9) Set Hostname permanenelty in centos7/rhel7/fedora22.

#hostnamectl set-hostname <hostname> (Where, hostnamectl is used to control the system hostname).

[root@localhost ~]# hostname 
localhost 
[root@localhost ~]# hostnamectl set-hostname server1 
[root@localhost ~]# hostname 
server1 
[root@localhost ~]#

Note: Re-login on the session, it will display “server1” instead of “localhost”.

10) Delete the files within the ranges between 20 to 100 days.

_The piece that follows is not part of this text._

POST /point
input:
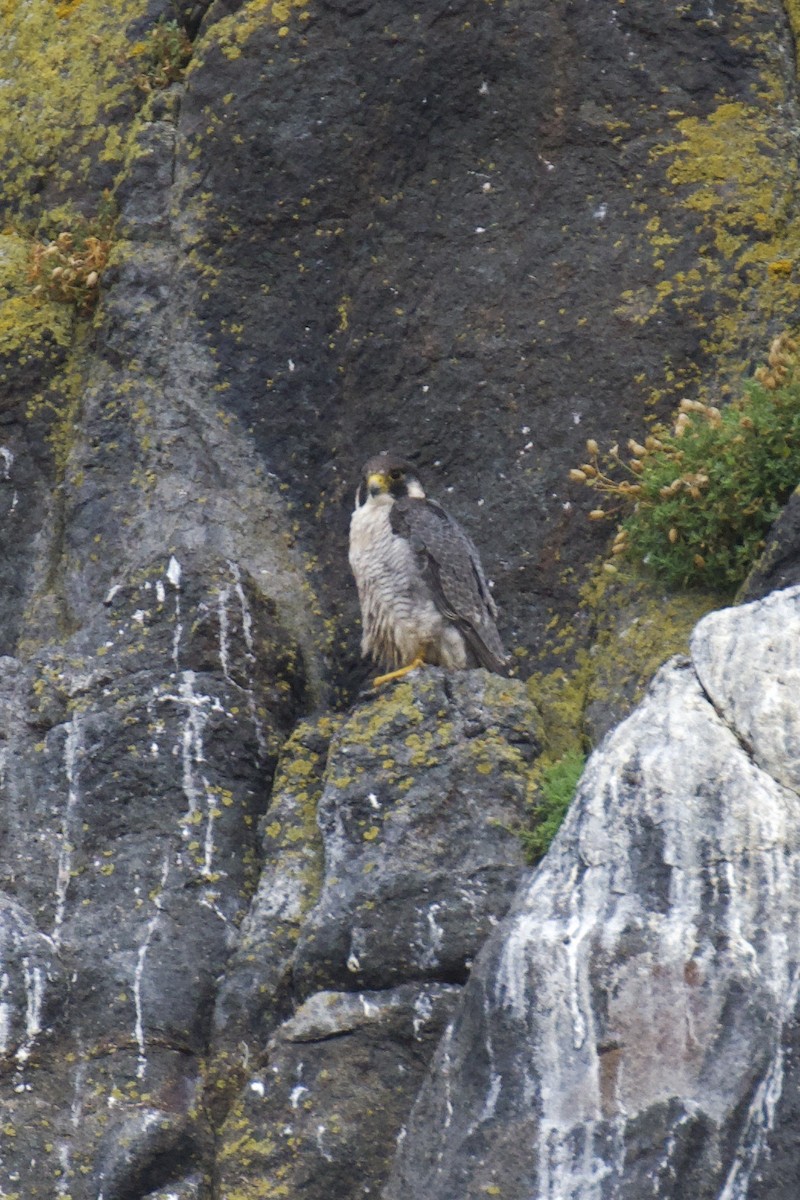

# find <directory location> -mtime +20 -mtime -100 -iname “*.dbf” -delete

[root@server1 log]# date 
Fri Sep 23 16:58:50 EDT 2016 
[root@server1 log]# ll 
total 0 
-rw-r--r--. 1 root root 0 Aug  2 18:01 aug1.dbf 
-rw-r--r--. 1 root root 0 Aug  2 18:01 aug2.dbf 
-rw-r--r--. 1 root root 0 Aug  2 18:01 aug3.dbf 
-rw-r--r--. 1 root root 0 Aug  2 18:01 aug4.dbf 
-rw-r--r--. 1 root root 0 Jul 15 18:00 jul1.dbf 
-rw-r--r--. 1 root root 0 Jul 15 18:00 jul2.dbf 
-rw-r--r--. 1 root root 0 Jul 15 18:00 jul3.dbf 
-rw-r--r--. 1 root root 0 Jul 15 18:00 jul4.dbf 
-rw-r--r--. 1 root root 0 Sep 23 16:57 sep10.dbf 
-rw-r--r--. 1 root root 0 Sep 23 16:57 sep1.dbf 
-rw-r--r--. 1 root root 0 Sep 23 16:57 sep2.dbf 
-rw-r--r--. 1 root root 0 Sep 23 16:57 sep3.dbf 
-rw-r--r--. 1 root root 0 Sep 23 16:57 sep4.dbf 
-rw-r--r--. 1 root root 0 Sep 23 16:57 sep5.dbf 
-rw-r--r--. 1 root root 0 Sep 23 16:57 sep6.dbf 
-rw-r--r--. 1 root root 0 Sep 23 16:57 sep7.dbf 
-rw-r--r--. 1 root root 0 Sep 23 16:57 sep8.dbf 
-rw-r--r--. 1 root root 0 Sep 23 16:57 sep9.dbf 
[root@server1 log]# find /root/log/ -mtime +20 -mtime -100 -iname "*.dbf" -delete 
[root@server1 log]# ll 
total 0 
-rw-r--r--. 1 root root 0 Sep 23 16:57 sep10.dbf 
-rw-r--r--. 1 root root 0 Sep 23 16:57 sep1.dbf 
-rw-r--r--. 1 root root 0 Sep 23 16:57 sep2.dbf 
-rw-r--r--. 1 root root 0 Sep 23 16:57 sep3.dbf 
-rw-r--r--. 1 root root 0 Sep 23 16:57 sep4.dbf 
-rw-r--r--. 1 root root 0 Sep 23 16:57 sep5.dbf 
-rw-r--r--. 1 root root 0 Sep 23 16:57 sep6.dbf 
-rw-r--r--. 1 root root 0 Sep 23 16:57 sep7.dbf 
-rw-r--r--. 1 root root 0 Sep 23 16:57 sep8.dbf 
-rw-r--r--. 1 root root 0 Sep 23 16:57 sep9.dbf 
[root@server1 log]#

As shown, all the files within the ranges beween 20 to 100 days are deleted.